Yıllar geçse de güzelliğinden bir şey kaybetmeyen babaannem bugüne kadar beni en güzel şekilde büyüten mükemmel kadın. Ona olan sevgim sonsuzdu bir gün ona bir şey olursa beni kim toparlayacak diye düşünürdüm. Sonra dua ederdim benden daha uzun yaşasın diye.
Kendim dışında her şeyden bahsetmiştim sanırım sıra bendeydi.
Ben Lena babaannesiyle yaşayan on altı yaşında bir kızdım. Babam karısı ile kendimi bildim bileli yurt dışında yaşıyordu beni sevdiğini biliyorum bende onu çok seviyorum ama ona biraz öfkeliydim biraz hasrettim.
Çok sık gelmiyordu Türkiye'ye nedenini sorduğumda beni korumak için olduğunu söylüyordu çok bir şey anlatmıyordu.
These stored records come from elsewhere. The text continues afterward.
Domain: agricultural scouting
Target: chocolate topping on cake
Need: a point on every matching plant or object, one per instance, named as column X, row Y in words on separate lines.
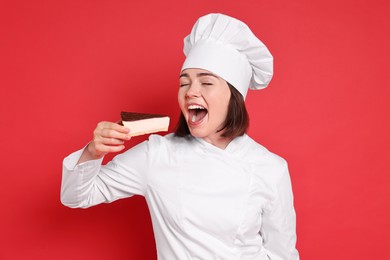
column 130, row 116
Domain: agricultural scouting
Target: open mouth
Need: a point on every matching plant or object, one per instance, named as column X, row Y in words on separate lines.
column 196, row 113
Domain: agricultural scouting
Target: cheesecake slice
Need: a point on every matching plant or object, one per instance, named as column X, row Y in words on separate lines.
column 140, row 124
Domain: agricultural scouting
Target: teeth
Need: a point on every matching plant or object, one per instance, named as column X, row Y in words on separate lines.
column 195, row 107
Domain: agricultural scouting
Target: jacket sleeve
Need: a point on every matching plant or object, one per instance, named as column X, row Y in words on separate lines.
column 279, row 223
column 91, row 183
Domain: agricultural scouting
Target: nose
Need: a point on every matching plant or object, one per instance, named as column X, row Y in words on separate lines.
column 193, row 90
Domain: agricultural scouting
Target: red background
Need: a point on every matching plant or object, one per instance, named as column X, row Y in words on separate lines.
column 66, row 65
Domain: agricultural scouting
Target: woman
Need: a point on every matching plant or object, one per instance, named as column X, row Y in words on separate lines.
column 212, row 191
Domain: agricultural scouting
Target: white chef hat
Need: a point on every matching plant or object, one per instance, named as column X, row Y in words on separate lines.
column 228, row 48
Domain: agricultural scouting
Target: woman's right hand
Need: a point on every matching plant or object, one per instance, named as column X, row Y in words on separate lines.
column 108, row 137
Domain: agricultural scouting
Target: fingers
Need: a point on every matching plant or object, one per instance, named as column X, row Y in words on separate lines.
column 109, row 137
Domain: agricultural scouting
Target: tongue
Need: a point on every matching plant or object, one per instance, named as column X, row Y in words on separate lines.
column 197, row 114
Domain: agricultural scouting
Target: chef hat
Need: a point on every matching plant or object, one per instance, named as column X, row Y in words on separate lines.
column 227, row 47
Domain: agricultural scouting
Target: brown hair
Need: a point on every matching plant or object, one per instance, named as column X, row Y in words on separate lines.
column 236, row 122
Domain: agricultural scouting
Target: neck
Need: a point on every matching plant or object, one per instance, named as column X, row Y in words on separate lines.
column 220, row 142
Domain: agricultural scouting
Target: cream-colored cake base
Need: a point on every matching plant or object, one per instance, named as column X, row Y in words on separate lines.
column 147, row 126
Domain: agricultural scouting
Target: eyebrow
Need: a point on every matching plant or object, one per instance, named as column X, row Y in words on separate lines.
column 201, row 74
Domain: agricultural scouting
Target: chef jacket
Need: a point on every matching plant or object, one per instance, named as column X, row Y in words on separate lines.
column 205, row 202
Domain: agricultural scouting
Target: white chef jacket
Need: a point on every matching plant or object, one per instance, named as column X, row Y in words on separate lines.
column 205, row 202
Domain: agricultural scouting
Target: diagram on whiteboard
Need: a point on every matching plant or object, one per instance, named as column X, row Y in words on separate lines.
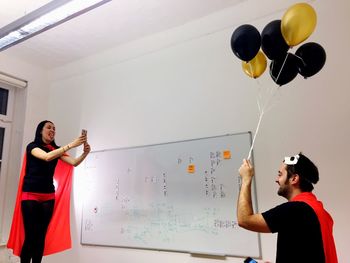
column 178, row 196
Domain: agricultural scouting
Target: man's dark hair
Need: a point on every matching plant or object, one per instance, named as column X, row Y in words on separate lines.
column 307, row 171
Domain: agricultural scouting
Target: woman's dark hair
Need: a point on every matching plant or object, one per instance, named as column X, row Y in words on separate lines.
column 307, row 171
column 38, row 134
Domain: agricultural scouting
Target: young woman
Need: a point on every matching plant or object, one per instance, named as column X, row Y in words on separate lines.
column 37, row 195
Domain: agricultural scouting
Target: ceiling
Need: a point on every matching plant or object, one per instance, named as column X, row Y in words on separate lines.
column 114, row 23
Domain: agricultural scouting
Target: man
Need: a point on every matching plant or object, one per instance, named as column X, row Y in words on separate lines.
column 304, row 227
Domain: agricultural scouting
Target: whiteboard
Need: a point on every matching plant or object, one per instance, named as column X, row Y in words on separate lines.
column 178, row 196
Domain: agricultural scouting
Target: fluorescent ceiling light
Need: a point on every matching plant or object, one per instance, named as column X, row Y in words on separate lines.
column 44, row 18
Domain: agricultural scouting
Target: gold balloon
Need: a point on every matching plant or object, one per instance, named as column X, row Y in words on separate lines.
column 298, row 23
column 255, row 67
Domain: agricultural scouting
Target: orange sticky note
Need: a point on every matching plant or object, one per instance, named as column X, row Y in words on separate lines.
column 191, row 168
column 227, row 154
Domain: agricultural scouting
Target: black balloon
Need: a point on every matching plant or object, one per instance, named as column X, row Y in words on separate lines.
column 312, row 59
column 284, row 70
column 245, row 42
column 272, row 41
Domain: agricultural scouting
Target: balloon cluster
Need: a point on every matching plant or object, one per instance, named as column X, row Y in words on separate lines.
column 277, row 37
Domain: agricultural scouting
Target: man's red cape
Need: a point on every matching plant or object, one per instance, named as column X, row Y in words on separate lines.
column 58, row 234
column 326, row 223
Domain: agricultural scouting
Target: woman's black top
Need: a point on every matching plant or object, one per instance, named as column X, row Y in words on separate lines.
column 39, row 173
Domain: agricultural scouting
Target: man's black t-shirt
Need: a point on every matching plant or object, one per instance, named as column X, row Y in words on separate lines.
column 299, row 233
column 39, row 173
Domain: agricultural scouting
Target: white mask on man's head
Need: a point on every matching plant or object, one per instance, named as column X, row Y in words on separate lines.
column 291, row 160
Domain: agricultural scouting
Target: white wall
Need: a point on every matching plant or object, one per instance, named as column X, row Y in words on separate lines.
column 186, row 83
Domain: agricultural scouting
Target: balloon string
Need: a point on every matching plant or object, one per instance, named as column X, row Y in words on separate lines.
column 279, row 73
column 256, row 132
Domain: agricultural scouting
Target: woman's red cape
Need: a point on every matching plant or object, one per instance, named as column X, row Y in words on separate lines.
column 326, row 223
column 58, row 234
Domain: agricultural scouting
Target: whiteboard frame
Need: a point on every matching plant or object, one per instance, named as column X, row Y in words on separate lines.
column 254, row 196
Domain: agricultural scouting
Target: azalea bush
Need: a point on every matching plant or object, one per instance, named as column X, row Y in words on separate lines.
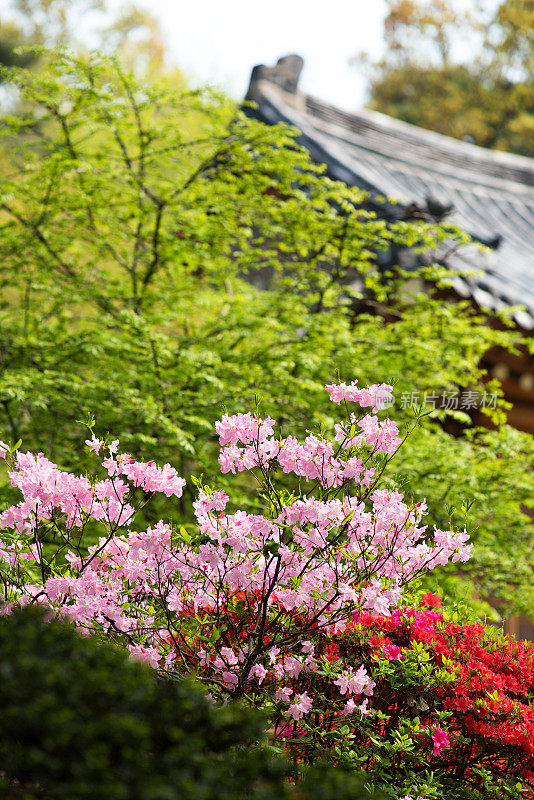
column 330, row 543
column 161, row 265
column 82, row 720
column 448, row 713
column 298, row 610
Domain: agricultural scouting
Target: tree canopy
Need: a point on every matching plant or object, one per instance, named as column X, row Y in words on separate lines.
column 137, row 224
column 469, row 75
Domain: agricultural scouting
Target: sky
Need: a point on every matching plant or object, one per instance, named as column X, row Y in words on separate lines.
column 219, row 42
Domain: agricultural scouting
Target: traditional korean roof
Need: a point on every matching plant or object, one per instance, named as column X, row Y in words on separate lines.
column 489, row 194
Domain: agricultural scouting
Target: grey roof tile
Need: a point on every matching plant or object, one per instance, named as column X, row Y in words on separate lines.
column 492, row 193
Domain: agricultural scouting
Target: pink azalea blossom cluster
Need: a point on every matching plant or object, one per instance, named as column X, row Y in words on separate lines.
column 224, row 603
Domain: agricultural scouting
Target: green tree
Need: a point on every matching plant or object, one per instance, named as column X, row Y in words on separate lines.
column 80, row 719
column 137, row 224
column 424, row 77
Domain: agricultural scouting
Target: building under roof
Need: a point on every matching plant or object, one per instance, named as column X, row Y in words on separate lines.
column 489, row 194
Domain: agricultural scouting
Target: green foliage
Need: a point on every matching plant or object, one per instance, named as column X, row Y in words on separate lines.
column 79, row 719
column 489, row 96
column 137, row 227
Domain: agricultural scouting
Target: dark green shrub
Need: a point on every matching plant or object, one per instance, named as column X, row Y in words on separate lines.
column 81, row 720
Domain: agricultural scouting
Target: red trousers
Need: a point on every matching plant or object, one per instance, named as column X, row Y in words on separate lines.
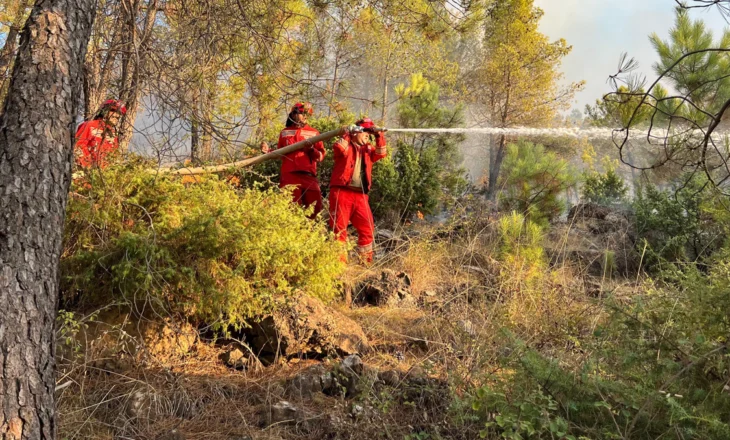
column 347, row 206
column 306, row 191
Neden koruduğunu anlamıyordum kendisi de söylemiyordu zaten.
İki senede bir ev değiştirirdik ve iki ayda bir okul değiştirirdim.
Bunu da bir çok kez sormuştum ama cevap yoktu yani.Artık o kadar çok okul değiştirmiştim ki bir süre sonra kimseyle görüşmemeye başlamıştım arkadaşlarım yoktu okula gidip derslere sınavlara girmek dışında kimseyle konuşmazdım mecbur olmadıkça.
Kendi halimdeydim tek başıma
Kitapları severdim çok severdim benim dostlarım kitaplarımdı.
Hep benimle geliyorlardı geride kalmıyor beni yalnız bırakmıyorlardı.
Bir ara kitaplardan başka güzel şeyler olduğunu da söylemişti babaannem. Onun ısrarıyla resim yapmaya başlamıştım ama olmamıştı ben bu kadar gri olmuşken ne anlardım diğer renklerden.
Kitaplarımın yanına bir dost daha eklemiştim. Şarkıları ikisi beraber iyi anlaşıyorlardı mutluydular. Bende aramı düzelttim ve muhteşem bir üçlü olduk.Odama yani yeni odama geçtiğimde yatağın üzerine attım kendimi yarını düşündüm yine kim bilir nasıl saçma insanlar görecektim. Oflayarak yatakta yan döndüğümde ne kadar yorulduğumu anladım.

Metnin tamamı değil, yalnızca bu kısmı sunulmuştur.